The majority also looked at the insurer’s rights under s 28(3) of the IC Act, which entitles an insurer to reduce its liability to nil. That entitlement is directly inconsistent with the position to enforce rights under the policy, to enter the property and adjust the loss for which it had accepted liability. The insurer had exercised those rights for a year and so it could not now resile from that choice.

In dissent, Derrington J was of the view no election could arise in the circumstances because Allianz did not have to choose between terminating the contract or allowing it to continue on foot. The ‘right’ under s 28(3) was not contractual. Justice Derrington was of the view that all that had happened was that the insurer had agreed to pay more in relation to the claim than it was obliged to do so.

Estoppel

On appeal, the insurer sought to argue the estoppel case should not be upheld because Delor Vue had failed to prove a counterfactual. However, the majority held there does not always need to be evidence of a counterfactual.

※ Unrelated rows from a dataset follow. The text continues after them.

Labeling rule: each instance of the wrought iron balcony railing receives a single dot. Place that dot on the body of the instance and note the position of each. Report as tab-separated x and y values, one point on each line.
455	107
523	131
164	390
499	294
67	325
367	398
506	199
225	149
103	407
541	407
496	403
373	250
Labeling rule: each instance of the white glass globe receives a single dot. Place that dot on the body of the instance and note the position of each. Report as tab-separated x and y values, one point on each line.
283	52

The majority found the conduct by Allianz meant that it had the carriage of repairs for the whole of that time and that Delor Vue, by reason of representation from the May 2017 email, had no reason to pursue Allianz. Consequently, Delor Vue could not be restored to a position where its dealing with Allianz occurred because of the representation.

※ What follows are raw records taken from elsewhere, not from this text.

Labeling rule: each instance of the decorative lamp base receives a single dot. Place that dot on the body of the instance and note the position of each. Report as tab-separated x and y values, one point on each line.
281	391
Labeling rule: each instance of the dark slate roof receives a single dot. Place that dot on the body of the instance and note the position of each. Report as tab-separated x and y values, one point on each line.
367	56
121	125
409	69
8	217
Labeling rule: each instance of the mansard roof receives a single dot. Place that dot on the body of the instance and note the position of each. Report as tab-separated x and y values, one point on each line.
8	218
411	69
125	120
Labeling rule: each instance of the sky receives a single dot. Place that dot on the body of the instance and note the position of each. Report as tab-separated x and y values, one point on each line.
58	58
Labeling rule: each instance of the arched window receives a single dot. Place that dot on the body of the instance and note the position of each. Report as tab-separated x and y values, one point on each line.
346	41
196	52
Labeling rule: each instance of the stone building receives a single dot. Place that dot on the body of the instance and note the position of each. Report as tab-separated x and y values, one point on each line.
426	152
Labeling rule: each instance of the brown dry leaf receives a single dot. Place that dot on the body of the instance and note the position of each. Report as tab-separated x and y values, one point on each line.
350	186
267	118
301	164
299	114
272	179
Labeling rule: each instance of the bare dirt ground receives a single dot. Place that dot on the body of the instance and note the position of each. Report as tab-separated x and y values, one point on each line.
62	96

In dissent, Derrington J was of the view that the estoppel case could not be made out because Delor Vue had not established the detriment it would face if Allianz resiled from its promise.

Waiver

The majority found that Allianz had waived its entitlement to relying on s 28(3) of the ICA. Drawing similarities to Craine v Colonial Mutual Fire Insurance Co Ltd (1920) 28 CLR 305, the majority concluded that Allianz had full knowledge of the circumstances and had made a deliberate act to confirm cover and treat the relationship as if there was no non-disclosure.

Again, in dissent, Derrington J was doubtful ‘waiver’ occurs simply because a party adopts inconsistent positions with respect to them in circumstances which do not amount to an election. Justice Derrington questioned whether there is indeed a separate principle of ‘waiver’ other than in the nature of forbearance, abandonment or renunciation. Justice Derrington also noted that Delor Vue had avoided any precision as to what was allegedly waived.

Duty of utmost good faith

The insurer argued it could not have breached its duty of utmost good faith given it was permitted by law to rely on s 28(3) of the IC Act. However, the majority affirmed the decision of the primary judge because the breach had to be assessed at the time it occurred, not with the benefit of hindsight. The majority was critical of Allianz’s conduct whereby it relied on the May 2017 email, which accepted indemnity, for more than 12 months. They reiterated that the duty ‘encompasses notions of fairness, reasonableness and community standards of decency and fair dealing’.

Justice Derrington also dissented on this ground in finding that Allianz did not breach its duty of utmost good faith. Allianz had partially honoured the claim in good business sense and at the time, was unaware of the magnitude of the remediation work which would actually be required.

Some concluding thoughts

As we wrote in our summary of the primary judgment, insurers should take note of the importance of clear communication, especially if there is the possibility of raising non-disclosure or exercising other rights under the policy. The dissenting comments of Derrington J also provide some interesting views on how these grounds could potentially play out in the future, especially if the court is offered such an opportunity in a different factual matrix.